Since 1935, the station became the center of the Volnovakha branch of the South Donetsk Railway. Powerful domestic FD locomotives began to arrive here. Having mastered them, drivers F.Z. Dyrman, S.D. Vinsky, M.P. Mikhalko and others already in 1936 brought the average daily mileage of a steam locomotive to 247 km. A movement of followers of P. F. Krivonos began in the locomotive depot. The initiator of high-speed train driving at the junction was the communist F.Z. Dyrman. For his achievements in work, he was the first among the workers of the Volnovakha branch to be awarded the Order of the Red Banner of Labor. In 1940-1941 communists P. M. Chichikov, I. E. Varusha, S. D. Vinsky, T. I. Mokry, F. P. Chernyavsky and others brought the average daily mileage of a steam locomotive to 360 km, fulfilling the norm by 133-135 percent. On the eve of the war, over 2 thousand workers worked at the site.

During the years of the first five-year plans, a number of enterprises appeared in Volnovakha, including a bakery and a soft drink factory. The mill in Platonovka was reconstructed, a construction site and a convoy were created. The household workshops of the district industrial plant opened, the district food processing plant and printing house began to operate. Back in August 1930, the Oktyabrsky district was renamed Volnovakha, and eight years later the center of the district, the village of Volnovakha, was classified as a city of regional subordination. The city included the neighboring villages of Platonovka and Karlovka, where the collective farms “Cultural Revolution” and “Chervony Partisan” were located. In 1939, 15,261 people lived in Volnovakha.

The city developed and was improved. During the pre-war five-year plans, two new high schools, a hospital, a kindergarten and kindergarten, a factory-kitchen, a stadium, more than 100 residential buildings, including 19 multi-storey buildings, and a hostel for young workers were built.

Great changes have occurred in the field of medical care and in the cultural life of the population. On the eve of the Great Patriotic War, two hospitals and a clinic operated in Volnovakha. There were two secondary and seven-year schools, in which 87 teachers taught about 2 thousand students, the district House of Culture named after. V.I. Lenin, Palace of Culture of Railway Workers named after. K. Marx, built in 1936, three libraries. About 20 shops and 3 canteens were opened. Since January 1932, the regional newspaper “For Bolshovitsky Tempi” was published.

The district party organization on January 1, 1941 numbered 957 communists, united in 54 primary party organizations. Most of the communists (more than 520 people) worked in transport, enterprises and institutions of the city, where 28 primary party organizations were created. In May 1941, 250 communists worked at the railway junction alone. The Komsomol organization of the district grew from 1,040 people in 1932 to 2,840 in 1940.


The settlement was founded as a railway station in 1881 during construction Catherine's Railway. At the beginning of the 20th century. in Volnovakha there were 45 households, about 250 people lived. By 1915 there were 108 households and 634 inhabitants. There was a shop, a bazaar, a private bakery, and a school.

In 1895, a station was built at the station, in 1896 a locomotive depot, and in 1900, second tracks were laid between Yuzovka and Mariupol through Volnovakha.

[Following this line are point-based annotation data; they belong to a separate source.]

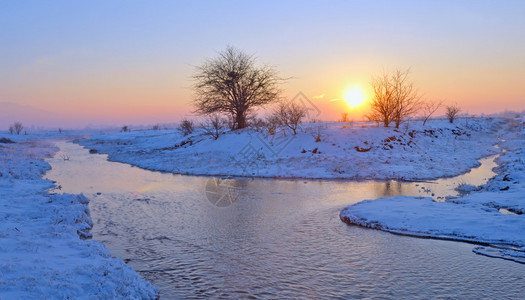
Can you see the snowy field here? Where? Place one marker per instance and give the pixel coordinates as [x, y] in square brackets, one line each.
[491, 215]
[43, 250]
[319, 150]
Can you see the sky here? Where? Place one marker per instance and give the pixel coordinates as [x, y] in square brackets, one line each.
[131, 62]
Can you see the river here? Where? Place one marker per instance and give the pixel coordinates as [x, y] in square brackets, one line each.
[201, 237]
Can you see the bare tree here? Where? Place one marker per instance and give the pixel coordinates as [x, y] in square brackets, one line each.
[429, 108]
[452, 112]
[395, 98]
[344, 117]
[213, 125]
[233, 84]
[291, 115]
[17, 127]
[186, 127]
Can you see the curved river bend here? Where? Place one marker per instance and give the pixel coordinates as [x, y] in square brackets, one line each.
[197, 237]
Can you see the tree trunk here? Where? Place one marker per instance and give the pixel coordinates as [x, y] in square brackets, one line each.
[240, 118]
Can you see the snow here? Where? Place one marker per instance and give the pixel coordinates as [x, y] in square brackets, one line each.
[491, 215]
[42, 253]
[351, 151]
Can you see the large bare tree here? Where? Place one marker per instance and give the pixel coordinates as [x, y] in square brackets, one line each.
[233, 84]
[395, 98]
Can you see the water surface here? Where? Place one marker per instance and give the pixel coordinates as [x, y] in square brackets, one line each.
[270, 238]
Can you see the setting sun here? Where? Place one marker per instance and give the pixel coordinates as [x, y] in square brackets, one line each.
[354, 96]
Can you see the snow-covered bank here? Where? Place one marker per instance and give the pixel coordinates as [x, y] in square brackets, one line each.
[41, 253]
[492, 214]
[320, 150]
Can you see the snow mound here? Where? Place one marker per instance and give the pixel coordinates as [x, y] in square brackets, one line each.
[491, 215]
[319, 150]
[42, 254]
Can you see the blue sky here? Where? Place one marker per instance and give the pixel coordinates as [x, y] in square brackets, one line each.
[78, 56]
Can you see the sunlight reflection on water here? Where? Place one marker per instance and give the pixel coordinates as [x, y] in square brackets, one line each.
[280, 239]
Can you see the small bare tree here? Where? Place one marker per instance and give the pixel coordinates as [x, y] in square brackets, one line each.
[395, 98]
[291, 115]
[429, 108]
[233, 84]
[213, 125]
[452, 112]
[344, 117]
[186, 127]
[272, 122]
[17, 127]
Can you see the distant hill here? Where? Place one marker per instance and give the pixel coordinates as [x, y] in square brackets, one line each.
[31, 116]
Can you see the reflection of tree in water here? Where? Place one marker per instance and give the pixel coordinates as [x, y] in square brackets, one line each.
[223, 192]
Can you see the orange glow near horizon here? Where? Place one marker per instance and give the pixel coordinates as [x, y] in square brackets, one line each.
[354, 96]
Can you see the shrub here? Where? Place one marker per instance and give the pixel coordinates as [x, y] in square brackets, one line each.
[214, 125]
[290, 115]
[186, 127]
[452, 112]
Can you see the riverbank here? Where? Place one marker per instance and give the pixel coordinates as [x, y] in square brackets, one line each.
[44, 247]
[319, 151]
[491, 215]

By 1905 the station became a junction. In 1908, the school of artel elders was transferred to Volnovakha from Debaltsevo, the first school in Russia for training craftsmen (artel elders) for the construction of railways. The development of the railway junction and the village was facilitated by the industrialization of the country. During the first five-year plans, a bakery, a soft drink factory, a food processing plant, and a printing house were built.

Volnovakha received city status in 1938. Its population in 1939 was 15.3 thousand people. There were two secondary and seven-year schools, two hospitals, a clinic, a kindergarten, a stadium, a factory-kitchen, a Palace of Culture, three libraries, and about 20 shops. Within the city there were two collective farms and a state farm.

In the years after the Great Patriotic War, Volnovakha became a major center of the food industry and construction industry.